The star curve confirms the repository’s public visibility, but it says little about development health. Linux’s real health is visible in release cadence, subsystem review, mailing list traffic, stable maintenance, downstream adoption, and the fact that vendors and distributions keep building on it. GitHub stars are a map marker, not the project pulse.
Related
For systems learning by rebuilding small versions of real tools, codecrafters-io/build-your-own-x includes operating system and low-level projects. For broader developer learning paths, nilbuild/developer-roadmap is a higher-level map.

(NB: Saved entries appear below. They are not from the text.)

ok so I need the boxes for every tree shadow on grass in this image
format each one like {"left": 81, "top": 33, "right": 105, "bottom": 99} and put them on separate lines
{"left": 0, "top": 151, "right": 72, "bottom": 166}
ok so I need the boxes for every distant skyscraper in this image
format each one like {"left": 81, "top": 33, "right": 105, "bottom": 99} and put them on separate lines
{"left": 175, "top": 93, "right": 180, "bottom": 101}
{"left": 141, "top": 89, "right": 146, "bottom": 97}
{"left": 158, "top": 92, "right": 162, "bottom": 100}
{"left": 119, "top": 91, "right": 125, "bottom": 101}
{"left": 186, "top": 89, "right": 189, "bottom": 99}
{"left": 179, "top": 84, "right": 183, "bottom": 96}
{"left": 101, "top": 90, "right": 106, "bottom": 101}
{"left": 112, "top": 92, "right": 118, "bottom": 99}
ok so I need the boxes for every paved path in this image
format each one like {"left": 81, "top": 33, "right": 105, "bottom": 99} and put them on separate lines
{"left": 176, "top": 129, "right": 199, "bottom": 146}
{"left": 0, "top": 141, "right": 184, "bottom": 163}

For architecture tradeoffs above the kernel layer, donnemartin/system-design-primer is the better companion.
FAQ
Is torvalds/linux the official Linux kernel repository? It is the mainline Linux kernel source tree on GitHub, associated with Linus Torvalds’ tree. Kernel.org and lore.kernel.org remain central entry points for source, releases, docs, and development discussion.
Can I submit a GitHub pull request to Linux? For normal kernel work, no. Read Documentation/process/submitting-patches.rst, find the right maintainers through MAINTAINERS, and use the mailing list based process expected by the subsystem.
How do I build the Linux kernel from source? Read Documentation/admin-guide/quickly-build-trimmed-linux.rst. It covers build dependencies, configuration from your running system, kernel build targets, module installation, bootloader details, and distribution-specific traps.
Why are there so few GitHub issues? The GitHub issue count is not the kernel’s real bug queue. Kernel reports and review happen through Bugzilla, mailing lists, maintainer channels, downstream trackers, and subsystem-specific workflows.
What license does the Linux kernel use? The top-level COPYING file states GPL version 2 only with the Linux syscall note, and points to the in-tree license rules for files that carry other compatible notices.